Second Order Gravitational Self-Force
Samuel E. Gralla
TL;DR
This work develops a first-principles treatment of the second-order gravitational self-force for extreme mass-ratio inspirals by constructing a perturbative framework with distinct far-zone and near-zone limits. It introduces the $P$-gauge, a mass-centered, near-zone consistent gauge, and an effective-source method to compute global metric perturbations without relying on singular sources, enabling a consistent definition of motion at second order. The authors derive explicit forms for the first- and second-order singular and regular fields in a $P$-smooth class of gauges and provide a concrete prescription to determine the metric perturbations and the corresponding motion, including the gauge freedom that influences second-order quantities.
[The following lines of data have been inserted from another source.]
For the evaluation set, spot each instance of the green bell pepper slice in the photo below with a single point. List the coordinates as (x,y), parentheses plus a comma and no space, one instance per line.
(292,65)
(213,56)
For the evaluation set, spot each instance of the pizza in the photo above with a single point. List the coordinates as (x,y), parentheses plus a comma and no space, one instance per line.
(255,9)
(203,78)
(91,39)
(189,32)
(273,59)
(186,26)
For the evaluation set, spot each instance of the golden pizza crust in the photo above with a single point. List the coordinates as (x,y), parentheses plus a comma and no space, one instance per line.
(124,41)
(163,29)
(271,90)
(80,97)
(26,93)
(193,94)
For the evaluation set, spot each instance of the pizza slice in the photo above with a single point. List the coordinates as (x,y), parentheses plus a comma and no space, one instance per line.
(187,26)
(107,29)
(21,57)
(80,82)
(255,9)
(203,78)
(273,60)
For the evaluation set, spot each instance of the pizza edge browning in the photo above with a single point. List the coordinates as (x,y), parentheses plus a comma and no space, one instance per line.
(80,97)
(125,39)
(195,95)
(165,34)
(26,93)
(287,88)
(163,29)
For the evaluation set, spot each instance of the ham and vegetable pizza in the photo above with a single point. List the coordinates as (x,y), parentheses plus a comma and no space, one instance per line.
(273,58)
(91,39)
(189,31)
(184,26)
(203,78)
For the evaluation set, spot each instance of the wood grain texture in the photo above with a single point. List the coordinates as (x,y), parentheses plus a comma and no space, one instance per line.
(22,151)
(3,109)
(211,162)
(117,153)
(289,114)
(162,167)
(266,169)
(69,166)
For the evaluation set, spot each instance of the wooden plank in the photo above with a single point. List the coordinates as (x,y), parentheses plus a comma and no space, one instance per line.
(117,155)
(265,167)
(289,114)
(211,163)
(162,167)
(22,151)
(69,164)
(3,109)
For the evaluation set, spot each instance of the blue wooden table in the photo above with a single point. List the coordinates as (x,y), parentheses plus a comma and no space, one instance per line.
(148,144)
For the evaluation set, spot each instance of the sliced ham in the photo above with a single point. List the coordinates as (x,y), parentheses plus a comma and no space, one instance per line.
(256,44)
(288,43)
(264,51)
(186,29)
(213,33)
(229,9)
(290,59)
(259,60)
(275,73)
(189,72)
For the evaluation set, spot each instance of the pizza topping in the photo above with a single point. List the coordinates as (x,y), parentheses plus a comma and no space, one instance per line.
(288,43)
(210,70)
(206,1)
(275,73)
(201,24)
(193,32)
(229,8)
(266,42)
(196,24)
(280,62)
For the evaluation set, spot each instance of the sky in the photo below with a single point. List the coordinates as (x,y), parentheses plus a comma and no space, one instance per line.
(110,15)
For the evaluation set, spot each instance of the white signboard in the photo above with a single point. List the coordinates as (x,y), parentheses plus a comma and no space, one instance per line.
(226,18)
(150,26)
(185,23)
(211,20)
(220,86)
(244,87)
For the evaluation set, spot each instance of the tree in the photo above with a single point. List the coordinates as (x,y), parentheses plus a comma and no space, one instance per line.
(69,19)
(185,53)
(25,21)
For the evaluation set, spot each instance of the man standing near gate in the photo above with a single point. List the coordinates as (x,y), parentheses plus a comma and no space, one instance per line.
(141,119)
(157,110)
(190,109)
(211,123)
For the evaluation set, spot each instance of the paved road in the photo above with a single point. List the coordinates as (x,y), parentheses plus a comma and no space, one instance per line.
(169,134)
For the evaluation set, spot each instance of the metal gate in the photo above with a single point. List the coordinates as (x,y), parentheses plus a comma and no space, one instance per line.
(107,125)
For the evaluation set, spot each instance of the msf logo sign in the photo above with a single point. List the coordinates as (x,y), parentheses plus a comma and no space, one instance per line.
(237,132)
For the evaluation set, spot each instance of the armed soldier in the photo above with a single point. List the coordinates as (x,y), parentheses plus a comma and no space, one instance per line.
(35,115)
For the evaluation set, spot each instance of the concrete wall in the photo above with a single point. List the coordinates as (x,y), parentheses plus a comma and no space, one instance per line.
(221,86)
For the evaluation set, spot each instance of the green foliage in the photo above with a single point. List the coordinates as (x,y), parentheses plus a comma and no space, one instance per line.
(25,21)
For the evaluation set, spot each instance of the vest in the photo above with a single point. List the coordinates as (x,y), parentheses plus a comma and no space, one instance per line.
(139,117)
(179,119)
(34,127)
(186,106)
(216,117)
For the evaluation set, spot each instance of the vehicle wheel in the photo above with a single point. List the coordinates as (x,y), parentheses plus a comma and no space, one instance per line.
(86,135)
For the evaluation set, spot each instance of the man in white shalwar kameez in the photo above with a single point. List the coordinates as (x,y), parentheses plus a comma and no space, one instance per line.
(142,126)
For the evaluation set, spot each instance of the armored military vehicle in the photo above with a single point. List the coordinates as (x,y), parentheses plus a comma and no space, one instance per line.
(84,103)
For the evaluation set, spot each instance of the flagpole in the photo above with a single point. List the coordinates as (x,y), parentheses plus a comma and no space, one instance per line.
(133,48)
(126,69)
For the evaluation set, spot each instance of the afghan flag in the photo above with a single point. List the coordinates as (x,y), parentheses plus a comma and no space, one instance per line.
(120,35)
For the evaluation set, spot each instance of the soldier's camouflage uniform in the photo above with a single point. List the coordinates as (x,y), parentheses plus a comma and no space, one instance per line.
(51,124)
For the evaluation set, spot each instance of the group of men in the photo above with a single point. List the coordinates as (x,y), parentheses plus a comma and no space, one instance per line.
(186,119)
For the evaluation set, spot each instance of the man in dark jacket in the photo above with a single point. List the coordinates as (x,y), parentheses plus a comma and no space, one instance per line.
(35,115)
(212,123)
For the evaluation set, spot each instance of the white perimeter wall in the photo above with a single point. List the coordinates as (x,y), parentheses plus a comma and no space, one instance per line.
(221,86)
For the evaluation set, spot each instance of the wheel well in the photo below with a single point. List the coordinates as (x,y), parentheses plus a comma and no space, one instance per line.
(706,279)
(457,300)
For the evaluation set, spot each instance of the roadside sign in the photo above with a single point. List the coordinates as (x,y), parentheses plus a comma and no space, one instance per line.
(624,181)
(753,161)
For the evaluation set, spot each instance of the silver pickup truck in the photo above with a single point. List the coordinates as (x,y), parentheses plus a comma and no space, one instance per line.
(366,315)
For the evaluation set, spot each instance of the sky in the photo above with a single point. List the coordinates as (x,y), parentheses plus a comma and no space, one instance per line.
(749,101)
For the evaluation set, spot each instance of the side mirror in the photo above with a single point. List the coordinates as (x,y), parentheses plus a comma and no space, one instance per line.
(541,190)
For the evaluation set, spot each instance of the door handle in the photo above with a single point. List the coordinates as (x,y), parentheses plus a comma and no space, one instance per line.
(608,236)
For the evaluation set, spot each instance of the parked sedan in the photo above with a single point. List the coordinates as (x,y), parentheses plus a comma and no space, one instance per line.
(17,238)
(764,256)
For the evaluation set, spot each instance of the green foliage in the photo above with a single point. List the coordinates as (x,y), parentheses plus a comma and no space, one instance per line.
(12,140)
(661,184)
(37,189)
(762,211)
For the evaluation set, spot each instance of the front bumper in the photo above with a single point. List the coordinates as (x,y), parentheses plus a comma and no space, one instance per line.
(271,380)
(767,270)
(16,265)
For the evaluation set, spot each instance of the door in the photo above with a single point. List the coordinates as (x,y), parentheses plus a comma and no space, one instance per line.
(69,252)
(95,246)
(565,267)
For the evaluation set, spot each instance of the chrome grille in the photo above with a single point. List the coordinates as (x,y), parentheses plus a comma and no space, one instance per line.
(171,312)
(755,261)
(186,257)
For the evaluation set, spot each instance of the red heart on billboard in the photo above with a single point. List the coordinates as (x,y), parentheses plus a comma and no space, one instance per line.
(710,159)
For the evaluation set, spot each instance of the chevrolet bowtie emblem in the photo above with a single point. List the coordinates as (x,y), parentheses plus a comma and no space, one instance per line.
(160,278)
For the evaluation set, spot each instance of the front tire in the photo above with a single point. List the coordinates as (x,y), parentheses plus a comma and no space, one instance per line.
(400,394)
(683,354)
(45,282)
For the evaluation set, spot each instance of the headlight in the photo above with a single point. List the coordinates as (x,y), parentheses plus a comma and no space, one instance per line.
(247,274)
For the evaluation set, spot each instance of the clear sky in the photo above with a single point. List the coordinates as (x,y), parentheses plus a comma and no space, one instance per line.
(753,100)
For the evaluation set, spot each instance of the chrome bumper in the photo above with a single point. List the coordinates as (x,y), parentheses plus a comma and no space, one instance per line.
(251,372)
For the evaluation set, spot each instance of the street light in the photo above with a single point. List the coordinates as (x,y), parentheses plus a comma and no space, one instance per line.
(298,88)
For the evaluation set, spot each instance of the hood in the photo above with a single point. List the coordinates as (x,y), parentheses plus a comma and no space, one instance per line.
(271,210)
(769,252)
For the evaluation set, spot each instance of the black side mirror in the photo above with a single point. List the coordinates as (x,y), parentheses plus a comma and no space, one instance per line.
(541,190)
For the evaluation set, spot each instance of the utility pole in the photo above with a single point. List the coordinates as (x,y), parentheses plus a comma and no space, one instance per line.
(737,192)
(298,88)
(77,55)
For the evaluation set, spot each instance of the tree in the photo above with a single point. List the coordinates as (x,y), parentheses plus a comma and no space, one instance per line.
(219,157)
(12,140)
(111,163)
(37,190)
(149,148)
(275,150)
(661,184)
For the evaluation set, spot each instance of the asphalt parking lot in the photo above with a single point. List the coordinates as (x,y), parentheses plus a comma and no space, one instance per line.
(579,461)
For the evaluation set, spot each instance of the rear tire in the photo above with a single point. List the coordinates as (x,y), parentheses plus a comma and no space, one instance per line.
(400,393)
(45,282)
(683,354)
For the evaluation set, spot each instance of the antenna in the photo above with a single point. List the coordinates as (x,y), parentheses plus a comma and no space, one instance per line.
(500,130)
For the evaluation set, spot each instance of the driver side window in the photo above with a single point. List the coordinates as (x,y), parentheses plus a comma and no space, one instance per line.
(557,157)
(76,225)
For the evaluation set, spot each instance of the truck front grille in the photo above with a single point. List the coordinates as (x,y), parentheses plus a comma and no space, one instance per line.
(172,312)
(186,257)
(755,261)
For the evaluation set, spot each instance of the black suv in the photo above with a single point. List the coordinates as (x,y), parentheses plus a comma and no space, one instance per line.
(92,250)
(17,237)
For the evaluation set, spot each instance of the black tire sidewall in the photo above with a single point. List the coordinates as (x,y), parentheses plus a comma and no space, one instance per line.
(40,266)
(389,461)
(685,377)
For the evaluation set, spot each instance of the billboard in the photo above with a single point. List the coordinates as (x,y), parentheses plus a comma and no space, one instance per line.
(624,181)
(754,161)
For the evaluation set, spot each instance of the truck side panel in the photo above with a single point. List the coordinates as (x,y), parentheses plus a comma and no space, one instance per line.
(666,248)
They discuss the implications for long-term waveform generation, connecting their approach to existing schemes for self-force evolution and outlining how to extend these results to inspiral calculations via a sequence of perturbative steps and adiabatic evolution.
Abstract
The second-order gravitational self-force on a small body is an important problem for gravitational-wave astronomy of extreme mass-ratio inspirals. We give a first-principles derivation of a prescription for computing the first and second perturbed metric and motion of a small body moving through a vacuum background spacetime. The procedure involves solving for a "regular field" with a specified (sufficiently smooth) "effective source", and may be applied in any gauge that produces a sufficiently smooth regular field.